Bunu açıkça söylemiyor. Ama, topladığı kalabalıklarla Gül’e “Alttan alta yürüttüğün politikanın farkındayım. İşte meydan, işte ben. Bu meydanlardan sana koltuk çıkmaz! Otur oturduğun yerde!” mesajını veriyor.
Aynı zamanda cemaate, aynı zamanda parti içinde Gül ile yakınlaşan bir kesime. Mesela Çiçek’e, Arınç’a, 40-50 kadar milletvekiline...
Taksim olaylarının kendi karizmasını çizdiğinin, partisinin oylarını azalttığının farkında. Sertlik yaparak, sağa-sola meydan okuyarak dağılmaya yüz tutan parçaları bir arada tutmaya çalışıyor. Bunda ne kadar başarılı olur, bilinmez. Görünen köy de kılavuz istemez.
Söz Erzurum’dan açılmışken söyleyelim:
Erzurum, on iki yıldan beri AKP’nin kalesi. Fakat, kale duvarlarından taşlar düşmeye başladı. MHP bu ilde yeniden güç kazanıyor. AKP’nin ‘Kürt politikası’, milli refleksi sağlam olan bu ilde oyları MHP’ye yöneltebilir mi?

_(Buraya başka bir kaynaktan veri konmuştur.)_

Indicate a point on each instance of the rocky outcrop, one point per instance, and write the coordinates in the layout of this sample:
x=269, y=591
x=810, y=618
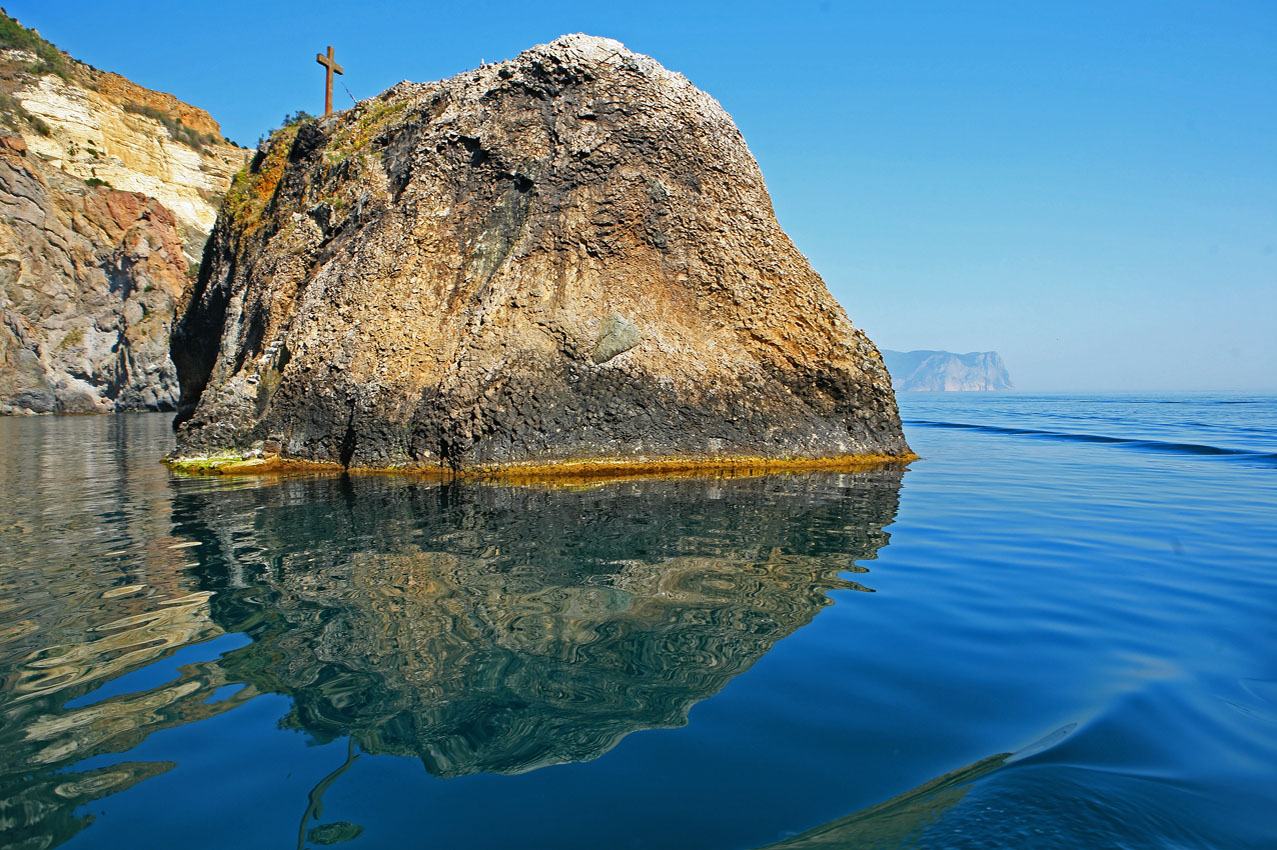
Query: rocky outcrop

Gören gözler şunu söylüyor Erdoğan’a: Meydan meydan dolaşıp vurduğun gençler senin eline bayrak tutuşturdular ya, hiç ağzına almadığın ‘Türk’ lafını ettirdiler ya, ‘ayyaş’ dediğin adama sarılmaya zorladılar ya, Anayasa’dan kaldırtmak istediğin ‘Türkiye Cumhuriyeti, demokratik, laik ve sosyal bir hukuk devletidir’ tarifini ikrar ettirdiler ya!...”
Galataport’ta 2. soru
MHP Kocaeli Milletvekili Lütfü Türkkan, Galataport ihalesininin peşini bırakmıyor. Daha önce Galataport’un 702 milyon dolar gibi düşük bir bedelle neden Doğuş Holding’e verildiğini Maliye Bakanı’na soran Türkkan, şimdi de Çevre ve Şehircilik Bakanı Erdoğan Bayraktar’a Galataport’un deniz doldurularak yapılacak bir proje olması nedeniyle çevreye vereceği zararlar konusunda bilgi vermesini istedi.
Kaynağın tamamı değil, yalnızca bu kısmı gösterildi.